RA World Ransomware Attack Leverages Espionage-Linked Toolset in Unexpected Twist

A recent RA World ransomware attack has raised eyebrows among cybersecurity researchers due to its use of tools previously linked to China-based espionage groups. According to Symantec, the incident occurred in late 2024, targeting an Asian software and services company with a $2 million ransom demand.

The attackers deployed a legitimate Toshiba executable (toshdpdb.exe) on the victim’s device, which then connected to a malicious DLL to execute a PlugX backdoor—a tool historically associated with cyber-espionage rather than ransomware.

Exploitation of Vulnerabilities & Credential Theft

Although the initial infection vector remains unknown, the attackers claimed they gained access by exploiting a vulnerability in Palo Alto PAN-OS (CVE-2024-0012).
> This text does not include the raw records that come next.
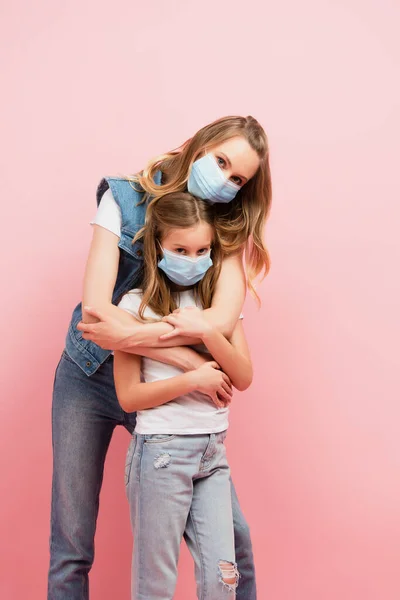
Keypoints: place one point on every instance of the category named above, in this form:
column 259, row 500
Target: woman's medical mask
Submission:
column 207, row 181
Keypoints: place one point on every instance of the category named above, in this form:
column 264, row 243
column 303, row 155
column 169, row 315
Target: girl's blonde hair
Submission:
column 240, row 223
column 177, row 210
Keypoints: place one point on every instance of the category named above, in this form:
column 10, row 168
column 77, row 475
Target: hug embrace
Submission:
column 158, row 345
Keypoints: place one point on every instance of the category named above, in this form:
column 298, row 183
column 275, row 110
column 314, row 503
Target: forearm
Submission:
column 221, row 319
column 148, row 335
column 236, row 365
column 180, row 356
column 140, row 396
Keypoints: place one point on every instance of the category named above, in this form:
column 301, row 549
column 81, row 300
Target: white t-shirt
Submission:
column 193, row 413
column 108, row 214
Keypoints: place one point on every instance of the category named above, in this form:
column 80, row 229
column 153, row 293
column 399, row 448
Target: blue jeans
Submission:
column 85, row 413
column 179, row 486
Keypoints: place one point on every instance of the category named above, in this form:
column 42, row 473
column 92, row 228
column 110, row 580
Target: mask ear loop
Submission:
column 159, row 256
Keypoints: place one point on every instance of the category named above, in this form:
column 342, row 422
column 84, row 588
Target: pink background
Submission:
column 94, row 88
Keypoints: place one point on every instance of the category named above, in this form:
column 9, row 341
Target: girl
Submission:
column 177, row 473
column 227, row 163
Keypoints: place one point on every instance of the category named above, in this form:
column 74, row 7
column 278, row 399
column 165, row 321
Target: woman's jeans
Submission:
column 179, row 486
column 85, row 413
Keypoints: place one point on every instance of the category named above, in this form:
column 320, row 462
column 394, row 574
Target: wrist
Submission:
column 192, row 379
column 130, row 337
column 207, row 332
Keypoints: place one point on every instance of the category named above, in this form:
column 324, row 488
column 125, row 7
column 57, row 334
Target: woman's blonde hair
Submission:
column 178, row 210
column 240, row 223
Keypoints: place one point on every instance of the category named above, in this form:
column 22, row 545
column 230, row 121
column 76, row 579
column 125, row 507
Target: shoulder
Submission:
column 131, row 301
column 121, row 188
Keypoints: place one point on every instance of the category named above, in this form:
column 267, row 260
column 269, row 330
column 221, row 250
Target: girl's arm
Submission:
column 134, row 395
column 233, row 356
column 112, row 333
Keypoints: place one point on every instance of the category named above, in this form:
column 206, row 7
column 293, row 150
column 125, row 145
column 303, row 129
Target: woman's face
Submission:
column 237, row 159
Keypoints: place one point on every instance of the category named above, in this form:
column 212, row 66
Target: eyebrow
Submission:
column 230, row 164
column 185, row 247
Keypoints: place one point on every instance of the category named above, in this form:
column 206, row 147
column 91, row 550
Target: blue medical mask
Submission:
column 207, row 181
column 182, row 269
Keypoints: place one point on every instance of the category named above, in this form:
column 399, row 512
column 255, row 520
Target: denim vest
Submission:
column 86, row 354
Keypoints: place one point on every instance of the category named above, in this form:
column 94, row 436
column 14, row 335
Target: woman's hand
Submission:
column 188, row 321
column 210, row 380
column 111, row 329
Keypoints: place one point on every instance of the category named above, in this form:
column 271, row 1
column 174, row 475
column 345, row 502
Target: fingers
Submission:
column 226, row 379
column 94, row 312
column 218, row 403
column 174, row 333
column 227, row 388
column 170, row 319
column 224, row 394
column 86, row 327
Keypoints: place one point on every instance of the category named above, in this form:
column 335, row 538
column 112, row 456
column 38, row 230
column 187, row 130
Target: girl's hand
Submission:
column 187, row 321
column 210, row 380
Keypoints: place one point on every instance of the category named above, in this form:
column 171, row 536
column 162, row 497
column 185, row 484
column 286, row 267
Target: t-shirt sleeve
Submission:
column 131, row 302
column 108, row 214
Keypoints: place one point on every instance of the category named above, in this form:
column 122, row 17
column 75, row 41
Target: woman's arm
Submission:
column 134, row 395
column 112, row 333
column 233, row 356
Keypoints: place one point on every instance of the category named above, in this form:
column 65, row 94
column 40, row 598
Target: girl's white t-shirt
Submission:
column 193, row 413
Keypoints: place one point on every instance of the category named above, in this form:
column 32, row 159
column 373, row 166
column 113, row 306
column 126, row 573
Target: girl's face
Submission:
column 192, row 241
column 237, row 159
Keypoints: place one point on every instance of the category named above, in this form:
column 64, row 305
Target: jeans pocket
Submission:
column 222, row 435
column 159, row 438
column 129, row 458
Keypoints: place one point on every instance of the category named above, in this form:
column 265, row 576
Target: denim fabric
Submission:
column 85, row 353
column 179, row 486
column 85, row 413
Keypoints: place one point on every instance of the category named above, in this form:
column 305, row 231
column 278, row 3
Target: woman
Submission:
column 177, row 467
column 226, row 162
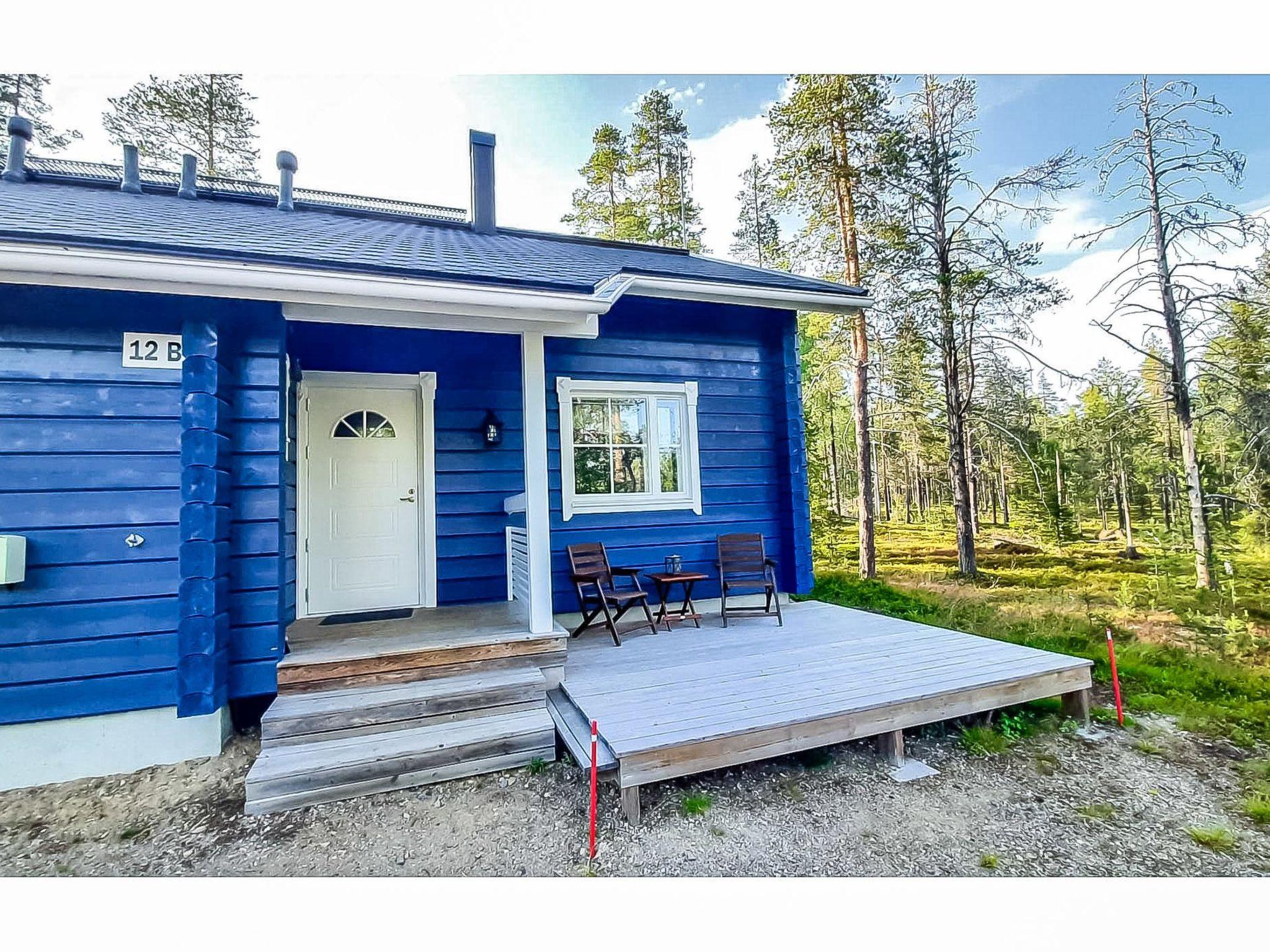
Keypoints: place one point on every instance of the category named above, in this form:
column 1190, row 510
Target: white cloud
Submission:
column 1059, row 235
column 1066, row 335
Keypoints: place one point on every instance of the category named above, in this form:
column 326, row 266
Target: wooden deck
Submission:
column 690, row 700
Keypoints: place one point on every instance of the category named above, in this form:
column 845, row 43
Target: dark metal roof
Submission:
column 79, row 203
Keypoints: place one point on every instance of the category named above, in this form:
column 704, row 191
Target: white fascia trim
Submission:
column 569, row 327
column 425, row 302
column 95, row 268
column 721, row 293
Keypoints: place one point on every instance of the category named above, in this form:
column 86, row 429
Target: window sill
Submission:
column 629, row 506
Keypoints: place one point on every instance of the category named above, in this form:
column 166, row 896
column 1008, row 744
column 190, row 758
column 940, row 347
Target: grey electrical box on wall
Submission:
column 13, row 559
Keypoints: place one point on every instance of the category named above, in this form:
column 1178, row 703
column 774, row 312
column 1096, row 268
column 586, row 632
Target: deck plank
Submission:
column 828, row 669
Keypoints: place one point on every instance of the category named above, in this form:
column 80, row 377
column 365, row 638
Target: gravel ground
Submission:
column 837, row 814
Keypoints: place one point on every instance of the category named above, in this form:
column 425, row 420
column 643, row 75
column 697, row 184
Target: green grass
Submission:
column 1096, row 811
column 984, row 741
column 695, row 804
column 1256, row 806
column 1220, row 839
column 1175, row 650
column 814, row 759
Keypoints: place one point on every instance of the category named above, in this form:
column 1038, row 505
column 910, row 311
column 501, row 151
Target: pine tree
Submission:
column 603, row 206
column 828, row 139
column 23, row 94
column 205, row 115
column 956, row 263
column 660, row 167
column 758, row 234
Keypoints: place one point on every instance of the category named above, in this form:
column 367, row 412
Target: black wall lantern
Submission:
column 492, row 430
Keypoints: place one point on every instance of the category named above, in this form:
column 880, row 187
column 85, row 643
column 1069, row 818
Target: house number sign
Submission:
column 159, row 352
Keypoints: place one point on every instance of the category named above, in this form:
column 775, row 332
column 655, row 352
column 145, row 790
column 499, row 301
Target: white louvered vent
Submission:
column 517, row 564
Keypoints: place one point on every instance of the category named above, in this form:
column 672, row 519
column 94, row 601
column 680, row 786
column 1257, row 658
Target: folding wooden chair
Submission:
column 746, row 569
column 593, row 580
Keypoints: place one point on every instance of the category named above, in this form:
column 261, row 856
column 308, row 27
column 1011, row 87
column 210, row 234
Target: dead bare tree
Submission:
column 1171, row 275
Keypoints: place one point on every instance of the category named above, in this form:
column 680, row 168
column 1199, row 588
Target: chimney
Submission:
column 19, row 138
column 131, row 172
column 189, row 177
column 483, row 180
column 287, row 167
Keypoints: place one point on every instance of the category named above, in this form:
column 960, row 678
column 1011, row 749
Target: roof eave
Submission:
column 732, row 294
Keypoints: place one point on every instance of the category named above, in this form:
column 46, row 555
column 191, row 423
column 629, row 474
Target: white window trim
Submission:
column 573, row 505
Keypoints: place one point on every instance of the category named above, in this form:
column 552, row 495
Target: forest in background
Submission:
column 957, row 477
column 995, row 493
column 938, row 400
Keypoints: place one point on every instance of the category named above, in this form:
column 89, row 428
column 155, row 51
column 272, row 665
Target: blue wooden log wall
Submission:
column 91, row 452
column 750, row 421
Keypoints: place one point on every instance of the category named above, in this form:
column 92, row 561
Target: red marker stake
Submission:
column 595, row 744
column 1116, row 681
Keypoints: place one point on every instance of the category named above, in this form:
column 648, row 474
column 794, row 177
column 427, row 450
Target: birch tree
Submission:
column 1171, row 276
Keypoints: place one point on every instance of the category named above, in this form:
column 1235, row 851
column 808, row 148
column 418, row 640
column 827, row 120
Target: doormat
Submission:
column 353, row 617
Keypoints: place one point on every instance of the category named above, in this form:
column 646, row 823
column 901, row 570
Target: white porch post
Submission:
column 538, row 511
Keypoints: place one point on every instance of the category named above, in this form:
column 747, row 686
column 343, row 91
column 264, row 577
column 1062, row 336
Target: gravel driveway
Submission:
column 1052, row 805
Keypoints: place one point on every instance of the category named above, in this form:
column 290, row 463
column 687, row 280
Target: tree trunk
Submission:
column 1005, row 493
column 1129, row 549
column 956, row 414
column 835, row 482
column 1201, row 539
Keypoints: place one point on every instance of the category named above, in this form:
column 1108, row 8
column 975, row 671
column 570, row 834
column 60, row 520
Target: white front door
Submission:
column 362, row 505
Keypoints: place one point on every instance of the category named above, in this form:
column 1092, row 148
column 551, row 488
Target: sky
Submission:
column 407, row 138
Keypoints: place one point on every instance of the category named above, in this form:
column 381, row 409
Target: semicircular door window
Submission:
column 363, row 425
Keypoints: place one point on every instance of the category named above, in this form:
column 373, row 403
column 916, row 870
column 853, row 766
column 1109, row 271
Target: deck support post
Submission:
column 630, row 805
column 538, row 512
column 1076, row 705
column 890, row 746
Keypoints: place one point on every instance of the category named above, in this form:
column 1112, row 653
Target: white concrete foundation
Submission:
column 51, row 752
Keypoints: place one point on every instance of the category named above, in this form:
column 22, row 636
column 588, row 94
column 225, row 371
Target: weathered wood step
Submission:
column 322, row 771
column 355, row 663
column 575, row 733
column 324, row 715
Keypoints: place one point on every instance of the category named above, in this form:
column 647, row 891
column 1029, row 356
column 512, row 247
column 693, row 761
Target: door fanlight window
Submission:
column 363, row 425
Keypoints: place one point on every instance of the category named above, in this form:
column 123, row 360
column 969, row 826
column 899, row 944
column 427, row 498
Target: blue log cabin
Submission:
column 262, row 444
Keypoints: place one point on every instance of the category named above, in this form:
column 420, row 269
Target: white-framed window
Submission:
column 628, row 446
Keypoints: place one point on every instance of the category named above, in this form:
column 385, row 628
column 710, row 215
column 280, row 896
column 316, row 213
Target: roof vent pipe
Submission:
column 131, row 172
column 19, row 138
column 189, row 177
column 483, row 180
column 287, row 167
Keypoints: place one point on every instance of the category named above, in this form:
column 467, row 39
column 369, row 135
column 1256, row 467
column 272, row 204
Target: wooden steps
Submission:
column 316, row 772
column 299, row 719
column 374, row 706
column 367, row 667
column 575, row 733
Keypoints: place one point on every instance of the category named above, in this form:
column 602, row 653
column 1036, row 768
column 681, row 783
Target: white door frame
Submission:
column 426, row 390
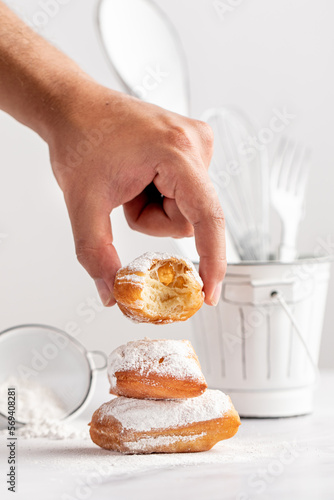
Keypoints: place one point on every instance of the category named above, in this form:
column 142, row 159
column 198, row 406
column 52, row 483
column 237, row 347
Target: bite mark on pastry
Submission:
column 159, row 288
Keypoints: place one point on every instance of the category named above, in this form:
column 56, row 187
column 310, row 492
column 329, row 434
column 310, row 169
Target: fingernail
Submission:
column 103, row 290
column 216, row 294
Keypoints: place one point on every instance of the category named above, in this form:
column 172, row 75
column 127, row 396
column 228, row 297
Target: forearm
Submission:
column 36, row 80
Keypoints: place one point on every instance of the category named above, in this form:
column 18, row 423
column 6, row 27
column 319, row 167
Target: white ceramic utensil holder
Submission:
column 261, row 343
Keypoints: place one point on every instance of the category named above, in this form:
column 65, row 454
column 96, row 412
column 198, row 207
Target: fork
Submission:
column 288, row 180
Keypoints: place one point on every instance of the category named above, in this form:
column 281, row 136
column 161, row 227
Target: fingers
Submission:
column 93, row 238
column 198, row 202
column 159, row 218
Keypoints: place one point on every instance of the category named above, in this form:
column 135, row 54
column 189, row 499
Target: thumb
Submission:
column 91, row 227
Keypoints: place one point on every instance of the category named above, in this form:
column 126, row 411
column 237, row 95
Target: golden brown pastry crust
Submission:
column 158, row 288
column 156, row 369
column 107, row 432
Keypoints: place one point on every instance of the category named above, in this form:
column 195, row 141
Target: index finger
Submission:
column 198, row 202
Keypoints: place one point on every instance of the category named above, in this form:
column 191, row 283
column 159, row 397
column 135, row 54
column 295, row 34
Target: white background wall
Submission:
column 261, row 55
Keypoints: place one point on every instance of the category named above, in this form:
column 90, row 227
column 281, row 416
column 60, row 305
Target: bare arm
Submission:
column 105, row 149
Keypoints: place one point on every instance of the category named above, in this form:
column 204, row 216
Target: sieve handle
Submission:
column 93, row 354
column 281, row 300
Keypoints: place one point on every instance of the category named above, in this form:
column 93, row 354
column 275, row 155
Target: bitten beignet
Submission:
column 164, row 426
column 155, row 369
column 158, row 288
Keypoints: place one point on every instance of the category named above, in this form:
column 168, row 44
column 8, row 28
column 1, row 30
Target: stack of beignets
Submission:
column 163, row 405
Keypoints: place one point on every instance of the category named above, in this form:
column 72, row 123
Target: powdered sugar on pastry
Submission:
column 173, row 358
column 158, row 288
column 142, row 415
column 144, row 263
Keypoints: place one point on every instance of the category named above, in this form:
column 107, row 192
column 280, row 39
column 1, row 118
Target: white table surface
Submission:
column 291, row 458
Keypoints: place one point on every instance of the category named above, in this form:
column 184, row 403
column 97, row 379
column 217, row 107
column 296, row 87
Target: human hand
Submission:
column 106, row 149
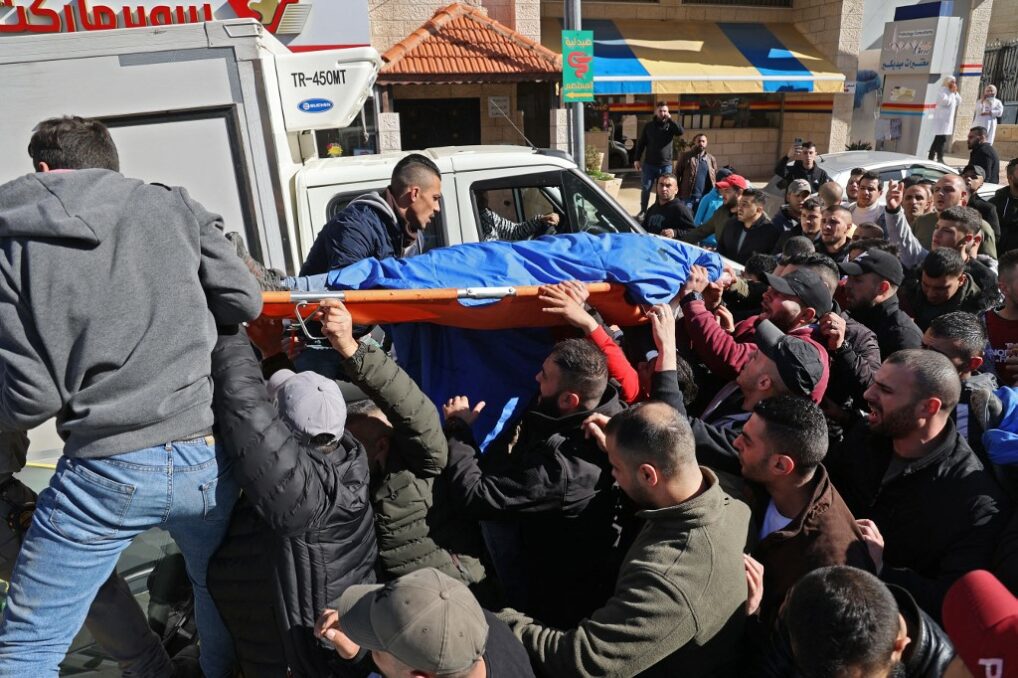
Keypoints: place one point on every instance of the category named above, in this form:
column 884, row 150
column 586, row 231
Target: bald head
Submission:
column 654, row 433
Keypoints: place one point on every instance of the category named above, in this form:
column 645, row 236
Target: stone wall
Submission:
column 835, row 29
column 392, row 20
column 671, row 10
column 751, row 151
column 1003, row 22
column 493, row 130
column 974, row 34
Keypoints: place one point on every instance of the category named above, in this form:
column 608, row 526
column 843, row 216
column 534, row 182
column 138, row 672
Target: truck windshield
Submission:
column 588, row 210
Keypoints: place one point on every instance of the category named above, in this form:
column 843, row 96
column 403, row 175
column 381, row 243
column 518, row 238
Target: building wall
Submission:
column 1003, row 22
column 750, row 152
column 835, row 29
column 493, row 130
column 672, row 10
column 392, row 20
column 974, row 35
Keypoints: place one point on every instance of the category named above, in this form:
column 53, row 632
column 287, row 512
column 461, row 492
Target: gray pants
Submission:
column 115, row 619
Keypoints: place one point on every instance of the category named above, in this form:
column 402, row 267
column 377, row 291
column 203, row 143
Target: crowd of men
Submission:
column 785, row 473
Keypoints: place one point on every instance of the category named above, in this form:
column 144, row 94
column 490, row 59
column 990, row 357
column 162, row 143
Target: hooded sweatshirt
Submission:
column 110, row 292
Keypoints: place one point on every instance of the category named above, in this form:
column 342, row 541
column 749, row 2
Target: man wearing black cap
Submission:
column 974, row 177
column 871, row 298
column 928, row 509
column 793, row 303
column 782, row 364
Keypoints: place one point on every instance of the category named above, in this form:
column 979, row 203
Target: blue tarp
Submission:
column 499, row 366
column 1002, row 442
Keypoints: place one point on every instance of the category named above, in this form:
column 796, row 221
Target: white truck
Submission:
column 224, row 109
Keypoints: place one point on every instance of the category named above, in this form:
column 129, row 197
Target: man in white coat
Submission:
column 944, row 115
column 987, row 109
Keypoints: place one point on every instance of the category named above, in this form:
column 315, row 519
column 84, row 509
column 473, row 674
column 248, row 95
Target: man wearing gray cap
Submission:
column 423, row 624
column 303, row 529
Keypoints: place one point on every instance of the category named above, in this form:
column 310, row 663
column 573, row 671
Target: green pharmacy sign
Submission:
column 577, row 62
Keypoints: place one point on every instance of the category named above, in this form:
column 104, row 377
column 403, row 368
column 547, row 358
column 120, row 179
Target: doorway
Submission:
column 425, row 123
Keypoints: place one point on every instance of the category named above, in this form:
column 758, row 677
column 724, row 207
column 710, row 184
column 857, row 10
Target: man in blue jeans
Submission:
column 110, row 295
column 656, row 139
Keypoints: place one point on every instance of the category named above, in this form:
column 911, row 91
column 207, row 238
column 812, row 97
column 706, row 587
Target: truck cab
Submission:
column 516, row 182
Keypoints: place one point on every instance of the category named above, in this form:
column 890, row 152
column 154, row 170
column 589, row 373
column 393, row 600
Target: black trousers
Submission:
column 937, row 148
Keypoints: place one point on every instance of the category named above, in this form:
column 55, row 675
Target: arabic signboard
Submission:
column 577, row 65
column 920, row 46
column 301, row 24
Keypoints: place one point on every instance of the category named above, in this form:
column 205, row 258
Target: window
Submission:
column 434, row 235
column 587, row 210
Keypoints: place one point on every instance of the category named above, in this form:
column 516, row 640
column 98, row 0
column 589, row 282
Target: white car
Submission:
column 890, row 167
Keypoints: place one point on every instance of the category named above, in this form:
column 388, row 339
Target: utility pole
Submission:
column 572, row 22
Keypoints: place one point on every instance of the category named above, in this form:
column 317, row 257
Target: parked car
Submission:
column 890, row 166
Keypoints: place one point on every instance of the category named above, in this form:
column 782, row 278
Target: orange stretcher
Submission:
column 508, row 306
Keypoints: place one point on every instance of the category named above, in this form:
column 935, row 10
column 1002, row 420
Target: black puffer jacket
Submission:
column 552, row 489
column 940, row 514
column 926, row 656
column 301, row 532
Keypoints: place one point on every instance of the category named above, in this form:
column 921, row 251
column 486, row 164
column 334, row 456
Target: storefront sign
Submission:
column 301, row 24
column 577, row 65
column 920, row 46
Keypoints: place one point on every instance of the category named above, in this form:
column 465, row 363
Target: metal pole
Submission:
column 572, row 22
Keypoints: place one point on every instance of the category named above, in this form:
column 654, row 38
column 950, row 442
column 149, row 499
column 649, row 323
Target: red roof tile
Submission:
column 460, row 44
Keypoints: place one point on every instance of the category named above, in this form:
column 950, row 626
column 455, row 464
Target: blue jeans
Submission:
column 87, row 516
column 648, row 174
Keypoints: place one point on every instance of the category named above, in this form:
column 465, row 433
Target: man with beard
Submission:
column 790, row 215
column 669, row 216
column 731, row 188
column 918, row 200
column 804, row 167
column 834, row 233
column 750, row 231
column 950, row 190
column 871, row 297
column 804, row 523
column 974, row 177
column 547, row 486
column 843, row 621
column 943, row 288
column 982, row 153
column 656, row 138
column 809, row 225
column 678, row 607
column 1006, row 203
column 867, row 205
column 929, row 510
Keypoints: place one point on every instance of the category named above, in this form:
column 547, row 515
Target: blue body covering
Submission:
column 499, row 366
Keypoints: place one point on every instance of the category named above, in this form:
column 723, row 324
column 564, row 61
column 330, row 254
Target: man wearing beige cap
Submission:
column 422, row 624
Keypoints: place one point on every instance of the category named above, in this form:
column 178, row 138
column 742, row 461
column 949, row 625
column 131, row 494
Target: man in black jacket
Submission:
column 929, row 511
column 981, row 153
column 842, row 621
column 804, row 167
column 548, row 488
column 656, row 138
column 1006, row 203
column 750, row 231
column 974, row 177
column 668, row 216
column 871, row 298
column 303, row 529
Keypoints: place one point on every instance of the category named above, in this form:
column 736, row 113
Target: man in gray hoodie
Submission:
column 110, row 295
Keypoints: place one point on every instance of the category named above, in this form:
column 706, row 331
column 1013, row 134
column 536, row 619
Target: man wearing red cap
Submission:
column 731, row 188
column 981, row 618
From there, they:

• Extracted administrative credentials from the company's intranet.
• Compromised a Veeam server to steal Amazon S3 cloud credentials.
• Exfiltrated data from S3 storage before encrypting the company’s computers.

Potential Links to Emperor Dragonfly (Bronze Starlight)

Based on their tactics, Symantec researchers suspect the involvement of Emperor Dragonfly (aka Bronze Starlight)—a China-linked group previously known for using ransomware to disguise intellectual property theft.

Interestingly, prior attacks using the same toolset—targeting government entities in Southeastern Europe, Southeast Asia, and the telecom sector—were focused solely on espionage rather than ransomware.

Espionage Tools in Cybercrime? A Rare Occurrence

Symantec noted that while China-linked espionage groups sometimes share tools, many of these aren't publicly accessible and are rarely used for cybercrime. The use of such resources in a ransomware attack is an unusual and concerning development in the evolving cyber threat landscape.